A far “sparire” Antonio è stato il gruppo paramilitare “Paz y Justicia”. Secondo la ricostruzione della Corte IDH: “nel 1997, il gruppo “Paz y Justicia” è stato formalmente costituito come associazione civile con il nome di “Desarrolo, Paz e Justicia ”, con l’obiettivo di ottenere finanziamenti ufficiali. Il 4 luglio 1997 il governo del Chiapas ha concesso all’associazione 4.600.000,00 dollari (quattro milioni e seicentomila pesos messicani). Il comandante della VII Regione Militare ha assistito all’atto protocollare e ha firmato l’accordo come testimone d’onore. La Commissione interamericana ha notato che, a quel punto, l’attività criminale dell’organizzazione era già pubblica. La Commissione nazionale di ricerca ha registrato la testimonianza di un “ex membro di Paz y Justicia” che ha affermato che questo gruppo paramilitare sorvegliava le strade, riscuoteva le tasse, minacciava e uccideva chi non collaborava con loro e che i paramilitari venivano addestrati in campi militari”. La stessa Corte ricorda che “la scomparsa di Antonio González Méndez è avvenuta in un contesto di violenza generalizzata nel nord dello Stato del Chiapas, in cui diversi gruppi paramilitari hanno agito con il sostegno, la tolleranza e l’acquiescenza dello Stato messicano.
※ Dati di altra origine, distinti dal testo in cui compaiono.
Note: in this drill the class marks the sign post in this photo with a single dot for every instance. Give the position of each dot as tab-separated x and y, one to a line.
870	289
Tra questi gruppi c’era Paz y Justicia”.
Lo Stato messicano nel 1994 ha creato il Piano Chiapas che, c’è scritto nella sentenza della Corte, “disponeva l’utilizzo della popolazione civile per contribuire alle attività dell’esercito messicano. L’esercito era incaricato della creazione, dell’addestramento, del sostegno, del coordinamento e dell’organizzazione di forze di paramilitari, con l’obiettivo di distruggere o neutralizzare la guerriglia locale, le milizie e i commandos delle forze considerate nemiche: l’EZLN. Il gruppo paramilitare “Paz y Justicia” è stato uno dei gruppi nato sulla base del Plan Chiapas, sebbene sia stato formalmente costituito come associazione civile. I gruppi paramilitari godevano dell’appoggio e delle facilitazioni statali: addestramento militare, soldi, armi, veicoli e uniformi, detenzione degli oppositori. Per questo sono stati riconosciuti come autori di atti di violenza e vessazione diretti principalmente contro persone o comunità aderenti all’EZLN.
La sentenza del più alto organo continentale per la difesa dei diritti umani inchioda lo Stato messicano e può ben essere definita storica perché conferma le azioni antizapatiste – il caso più “famoso” è il massacro di Acteal nel 1997 – e ripropone il dramma dei desaparecidos: ufficialmente 117575, ma che potrebbero essere in realtà anche 3 o 4 volte di più. Il Centro dei Diritti Umani, che ha seguito il caso di Antonio Gonzalez Mendez, chiude il suo comunicato stampa scrivendo che questa sentenza “apre una crepa nel muro di complicità e impunità costruito dai responsabili, attori politici, militari e paramilitari che, governo dopo governo, hanno stretto patti per coprire i loro crimini di Stato. La lotta di Antonio, insieme al coraggio di Zonia, Elma e Magdalena, è una luce e una speranza per tutte le vittime e i sopravvissuti a questa barbarie, ispirando la ricerca della verità e della memoria, sottolineando le azioni di giustizia che portano a un risarcimento integrale e, di conseguenza, a una giustizia completa e piena”.